All this apparently stems (pun intended) from a constitutional provision that requires respect for the "dignity of living beings." This seems to have been aimed at limiting genetic engineering, but for the past few years a committee has been pondering the question whether plants have dignity and if so, exactly what that means. The result was a report called "The dignity of living beings with regard to plants," which carefully considered the question of whether plants deserve moral consideration for their own sake. Answer: sort of.

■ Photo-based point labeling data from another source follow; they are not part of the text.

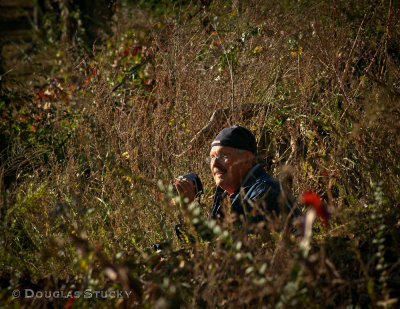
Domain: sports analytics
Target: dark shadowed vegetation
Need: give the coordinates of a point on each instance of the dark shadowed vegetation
(100, 109)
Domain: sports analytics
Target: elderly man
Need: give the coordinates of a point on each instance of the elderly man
(253, 193)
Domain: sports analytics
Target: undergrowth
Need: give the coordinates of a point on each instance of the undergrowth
(92, 141)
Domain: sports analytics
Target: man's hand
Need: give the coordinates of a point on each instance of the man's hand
(186, 188)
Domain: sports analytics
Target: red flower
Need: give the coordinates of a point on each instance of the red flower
(315, 201)
(69, 302)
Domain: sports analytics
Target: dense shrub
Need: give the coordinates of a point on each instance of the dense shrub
(91, 144)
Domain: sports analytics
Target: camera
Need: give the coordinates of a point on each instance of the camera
(198, 186)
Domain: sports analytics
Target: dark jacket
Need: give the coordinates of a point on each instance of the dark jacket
(258, 189)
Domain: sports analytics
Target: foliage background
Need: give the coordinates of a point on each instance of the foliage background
(105, 118)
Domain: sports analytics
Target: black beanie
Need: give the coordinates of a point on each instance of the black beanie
(236, 137)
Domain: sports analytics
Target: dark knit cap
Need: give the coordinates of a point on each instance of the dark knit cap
(236, 137)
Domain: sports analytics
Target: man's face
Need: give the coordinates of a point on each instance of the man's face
(230, 166)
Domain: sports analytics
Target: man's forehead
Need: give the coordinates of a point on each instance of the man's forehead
(222, 149)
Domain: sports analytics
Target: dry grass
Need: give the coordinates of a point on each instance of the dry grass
(318, 84)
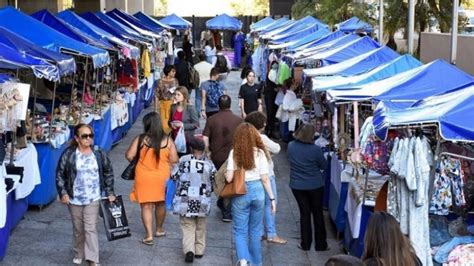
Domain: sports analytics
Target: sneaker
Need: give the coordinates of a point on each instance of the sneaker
(189, 257)
(242, 262)
(227, 218)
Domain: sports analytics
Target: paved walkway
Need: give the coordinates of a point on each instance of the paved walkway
(45, 237)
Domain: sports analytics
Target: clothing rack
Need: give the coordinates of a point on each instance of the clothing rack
(456, 156)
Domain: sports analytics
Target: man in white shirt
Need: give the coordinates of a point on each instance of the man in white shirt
(221, 62)
(204, 70)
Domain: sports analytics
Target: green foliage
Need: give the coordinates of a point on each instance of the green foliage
(251, 7)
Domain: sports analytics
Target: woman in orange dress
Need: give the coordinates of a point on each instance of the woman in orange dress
(157, 156)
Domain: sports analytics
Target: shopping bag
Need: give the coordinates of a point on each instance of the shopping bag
(180, 141)
(115, 218)
(170, 192)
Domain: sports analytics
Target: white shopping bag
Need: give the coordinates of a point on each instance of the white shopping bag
(180, 141)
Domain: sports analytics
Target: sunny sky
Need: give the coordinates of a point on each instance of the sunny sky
(199, 7)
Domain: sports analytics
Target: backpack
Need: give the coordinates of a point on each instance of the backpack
(213, 93)
(221, 64)
(193, 77)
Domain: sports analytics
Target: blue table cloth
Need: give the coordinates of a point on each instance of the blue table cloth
(103, 131)
(355, 247)
(16, 209)
(48, 158)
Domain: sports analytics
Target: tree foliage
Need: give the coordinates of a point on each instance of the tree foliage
(162, 8)
(251, 7)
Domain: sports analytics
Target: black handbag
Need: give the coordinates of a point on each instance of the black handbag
(129, 172)
(115, 218)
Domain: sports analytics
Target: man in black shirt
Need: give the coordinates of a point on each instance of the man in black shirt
(182, 71)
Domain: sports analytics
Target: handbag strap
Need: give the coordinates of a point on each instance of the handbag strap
(139, 145)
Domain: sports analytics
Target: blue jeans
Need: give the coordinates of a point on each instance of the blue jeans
(269, 217)
(247, 222)
(197, 100)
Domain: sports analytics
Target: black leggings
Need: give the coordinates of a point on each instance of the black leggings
(310, 202)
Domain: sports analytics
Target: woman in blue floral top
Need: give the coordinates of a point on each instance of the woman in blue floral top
(195, 177)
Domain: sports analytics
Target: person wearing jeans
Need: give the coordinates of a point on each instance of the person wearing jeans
(306, 182)
(247, 209)
(258, 120)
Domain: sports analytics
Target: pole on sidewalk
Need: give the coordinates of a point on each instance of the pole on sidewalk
(454, 32)
(381, 21)
(411, 24)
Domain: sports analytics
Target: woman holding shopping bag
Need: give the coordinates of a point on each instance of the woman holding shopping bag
(83, 175)
(183, 115)
(247, 209)
(157, 155)
(192, 201)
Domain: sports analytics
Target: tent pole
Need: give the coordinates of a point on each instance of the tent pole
(84, 89)
(34, 107)
(52, 111)
(356, 124)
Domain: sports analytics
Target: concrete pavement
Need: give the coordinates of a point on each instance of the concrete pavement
(45, 237)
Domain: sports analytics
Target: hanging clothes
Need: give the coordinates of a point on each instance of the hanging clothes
(145, 63)
(284, 72)
(239, 40)
(448, 187)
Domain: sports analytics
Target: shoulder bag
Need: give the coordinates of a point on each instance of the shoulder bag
(236, 187)
(129, 172)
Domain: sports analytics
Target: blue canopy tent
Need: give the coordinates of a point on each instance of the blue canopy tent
(92, 18)
(58, 24)
(302, 41)
(383, 53)
(151, 22)
(121, 27)
(13, 59)
(385, 70)
(449, 111)
(140, 31)
(274, 25)
(354, 24)
(296, 35)
(176, 22)
(261, 23)
(324, 43)
(4, 77)
(438, 78)
(323, 39)
(88, 28)
(224, 22)
(133, 20)
(49, 38)
(410, 86)
(333, 55)
(65, 63)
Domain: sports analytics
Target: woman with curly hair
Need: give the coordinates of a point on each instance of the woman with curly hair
(386, 245)
(247, 210)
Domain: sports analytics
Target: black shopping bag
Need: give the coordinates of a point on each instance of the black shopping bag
(115, 219)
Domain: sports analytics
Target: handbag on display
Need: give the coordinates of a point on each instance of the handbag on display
(115, 218)
(129, 172)
(236, 187)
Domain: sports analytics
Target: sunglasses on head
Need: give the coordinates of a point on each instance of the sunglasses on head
(85, 136)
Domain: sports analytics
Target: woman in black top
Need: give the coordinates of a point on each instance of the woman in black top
(250, 95)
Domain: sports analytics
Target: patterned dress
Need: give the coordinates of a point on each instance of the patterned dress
(194, 186)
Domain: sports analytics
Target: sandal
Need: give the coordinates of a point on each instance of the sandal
(148, 242)
(159, 234)
(277, 240)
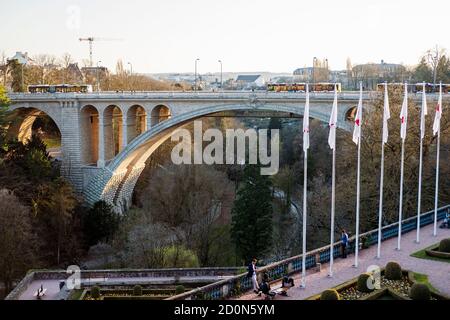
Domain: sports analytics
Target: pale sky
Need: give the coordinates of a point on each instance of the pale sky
(247, 35)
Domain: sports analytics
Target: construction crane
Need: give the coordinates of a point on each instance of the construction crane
(91, 41)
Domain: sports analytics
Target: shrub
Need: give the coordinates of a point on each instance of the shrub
(444, 245)
(179, 289)
(419, 291)
(95, 292)
(393, 271)
(362, 284)
(137, 290)
(330, 294)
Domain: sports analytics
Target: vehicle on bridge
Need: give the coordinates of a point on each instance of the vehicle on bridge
(301, 87)
(415, 88)
(60, 88)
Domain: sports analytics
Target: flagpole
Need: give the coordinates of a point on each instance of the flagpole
(437, 183)
(419, 195)
(437, 162)
(305, 183)
(380, 209)
(358, 177)
(400, 205)
(333, 186)
(358, 187)
(404, 119)
(305, 175)
(333, 127)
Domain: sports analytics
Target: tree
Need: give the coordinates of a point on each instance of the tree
(252, 215)
(4, 103)
(423, 71)
(15, 69)
(100, 223)
(55, 208)
(17, 242)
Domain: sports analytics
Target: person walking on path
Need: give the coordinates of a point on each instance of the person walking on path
(252, 273)
(344, 239)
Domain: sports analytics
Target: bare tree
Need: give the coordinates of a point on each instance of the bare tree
(17, 242)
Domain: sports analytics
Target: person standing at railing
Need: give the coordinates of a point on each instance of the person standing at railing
(252, 274)
(344, 239)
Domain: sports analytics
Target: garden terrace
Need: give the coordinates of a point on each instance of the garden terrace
(240, 286)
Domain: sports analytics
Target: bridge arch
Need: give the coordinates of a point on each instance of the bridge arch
(24, 119)
(115, 184)
(112, 131)
(89, 124)
(160, 113)
(136, 122)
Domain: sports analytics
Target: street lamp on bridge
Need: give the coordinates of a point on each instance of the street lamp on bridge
(98, 76)
(221, 78)
(131, 75)
(195, 81)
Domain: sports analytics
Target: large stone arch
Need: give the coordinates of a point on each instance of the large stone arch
(112, 131)
(89, 125)
(23, 118)
(160, 113)
(136, 122)
(115, 183)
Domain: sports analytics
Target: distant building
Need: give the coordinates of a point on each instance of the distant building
(74, 74)
(370, 74)
(311, 74)
(22, 58)
(250, 81)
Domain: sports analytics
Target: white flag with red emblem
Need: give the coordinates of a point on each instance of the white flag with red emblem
(404, 114)
(386, 115)
(438, 114)
(423, 113)
(358, 119)
(306, 122)
(333, 122)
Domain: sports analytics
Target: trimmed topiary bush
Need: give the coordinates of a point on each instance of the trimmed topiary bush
(393, 271)
(419, 291)
(95, 292)
(444, 245)
(330, 294)
(179, 289)
(137, 290)
(363, 280)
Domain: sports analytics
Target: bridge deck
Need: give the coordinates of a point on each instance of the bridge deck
(316, 282)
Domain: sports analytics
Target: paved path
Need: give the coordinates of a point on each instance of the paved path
(53, 290)
(316, 282)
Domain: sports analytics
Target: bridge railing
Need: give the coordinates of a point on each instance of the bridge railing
(241, 283)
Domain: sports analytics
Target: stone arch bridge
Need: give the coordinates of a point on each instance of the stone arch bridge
(107, 137)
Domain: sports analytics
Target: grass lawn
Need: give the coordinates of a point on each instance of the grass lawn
(423, 278)
(423, 255)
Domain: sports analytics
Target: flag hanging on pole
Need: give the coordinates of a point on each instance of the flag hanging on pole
(333, 122)
(358, 119)
(386, 115)
(332, 143)
(306, 122)
(357, 140)
(404, 124)
(437, 130)
(305, 181)
(404, 114)
(438, 114)
(423, 113)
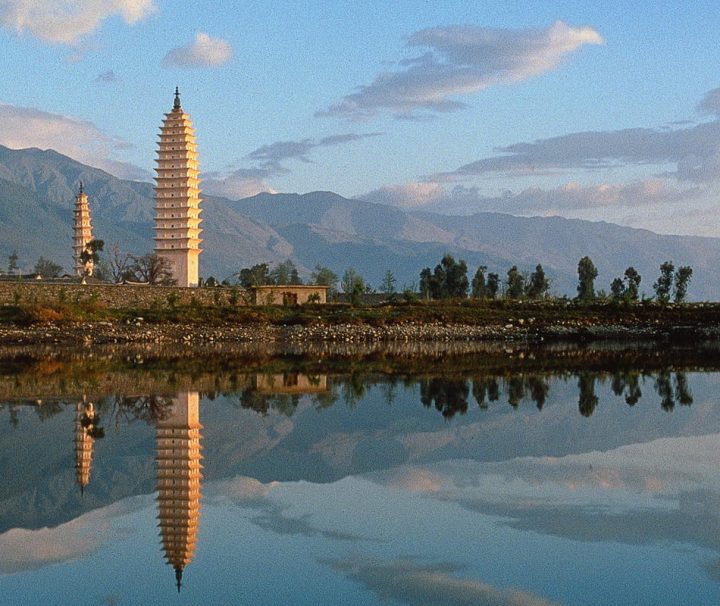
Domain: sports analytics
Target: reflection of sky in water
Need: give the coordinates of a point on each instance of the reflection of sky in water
(457, 512)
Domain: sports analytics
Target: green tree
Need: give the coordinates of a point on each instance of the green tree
(324, 276)
(284, 273)
(682, 279)
(153, 269)
(47, 268)
(587, 272)
(387, 286)
(449, 279)
(632, 280)
(353, 285)
(664, 283)
(538, 284)
(617, 290)
(90, 255)
(493, 285)
(257, 275)
(515, 285)
(12, 262)
(479, 287)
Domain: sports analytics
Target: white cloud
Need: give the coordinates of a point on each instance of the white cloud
(461, 60)
(25, 127)
(694, 150)
(204, 51)
(66, 22)
(242, 183)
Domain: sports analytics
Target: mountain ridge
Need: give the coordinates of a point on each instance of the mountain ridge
(37, 190)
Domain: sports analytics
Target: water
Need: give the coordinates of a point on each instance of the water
(441, 475)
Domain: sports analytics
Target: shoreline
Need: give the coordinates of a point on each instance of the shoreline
(185, 333)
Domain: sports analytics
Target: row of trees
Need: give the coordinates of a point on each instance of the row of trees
(672, 284)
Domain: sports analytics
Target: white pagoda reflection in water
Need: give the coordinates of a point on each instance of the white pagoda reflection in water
(178, 480)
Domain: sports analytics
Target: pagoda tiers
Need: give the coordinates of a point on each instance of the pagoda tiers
(82, 233)
(84, 421)
(178, 480)
(177, 197)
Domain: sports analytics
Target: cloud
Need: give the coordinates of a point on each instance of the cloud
(411, 583)
(107, 77)
(241, 183)
(710, 103)
(461, 60)
(569, 196)
(81, 140)
(406, 195)
(270, 162)
(275, 153)
(204, 51)
(694, 150)
(64, 22)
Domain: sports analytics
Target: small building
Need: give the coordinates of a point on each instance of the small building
(289, 294)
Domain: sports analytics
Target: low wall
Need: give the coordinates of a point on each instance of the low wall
(116, 295)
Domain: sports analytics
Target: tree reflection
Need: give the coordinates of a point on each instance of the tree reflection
(448, 396)
(587, 401)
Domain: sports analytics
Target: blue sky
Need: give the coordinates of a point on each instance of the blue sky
(593, 110)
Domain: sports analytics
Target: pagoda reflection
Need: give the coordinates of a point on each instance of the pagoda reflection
(85, 431)
(178, 480)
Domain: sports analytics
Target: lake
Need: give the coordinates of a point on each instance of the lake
(406, 474)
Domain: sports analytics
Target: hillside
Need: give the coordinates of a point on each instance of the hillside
(37, 189)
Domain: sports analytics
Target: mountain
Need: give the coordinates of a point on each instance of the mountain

The discussion ranged everywhere from simple common sense to the question of what God wants for plants. Then there was this:
In terms of ratiocentrism there is unanimity that plants do not have the required capacity for reason that entails we must consider them for their own sake. The positions of patho- and biocentrism, as well as the positions of sentientism and non-sentientism, remain open to the possibility of morally considering plants for their own sake. Someone who takes a ratiocentrist position may be either a sentientist or a non-sentientist. Pathocentrists can only be sentientists. A theocentrist position is compatible with both a sentientist and a non-sentientist position.
"Sentience" is defined as having the capacity to experience harm or benefit. Some believe that if something is not sentient, morality is not relevant in dealing with it; others think we should respect even non-sentient life. Apparently, the committee members had a more fundamental disagreement: "Not quite half of the members are doubtful, based on current knowledge, that plants are sentient." Translation: more than half of the members think plants have feelings, or aren't sure whether they do or not. (Sorry - the members are unsure, not the plants.)
The conclusion on genetic modification was that it's okay "as long as their independence, i.e. reproductive ability and adaptive ability are ensured." As a result, scientists who want to perform experiments on, let's say, wheat, now have to explain to the government why the experiment won't "disturb the vital functions or lifestyle" of the plants involved. (There is probably a translation issue there, because even if plants were sentient I don't see how they could have a "lifestyle.") At least one experiment has been moved to the U.S. because the Swiss would not approve it for this reason.
The WSJ reports that Switzerland also now requires people to take a class before getting a dog, and that aquariums have at least one non-transparent wall so the fish will have some privacy.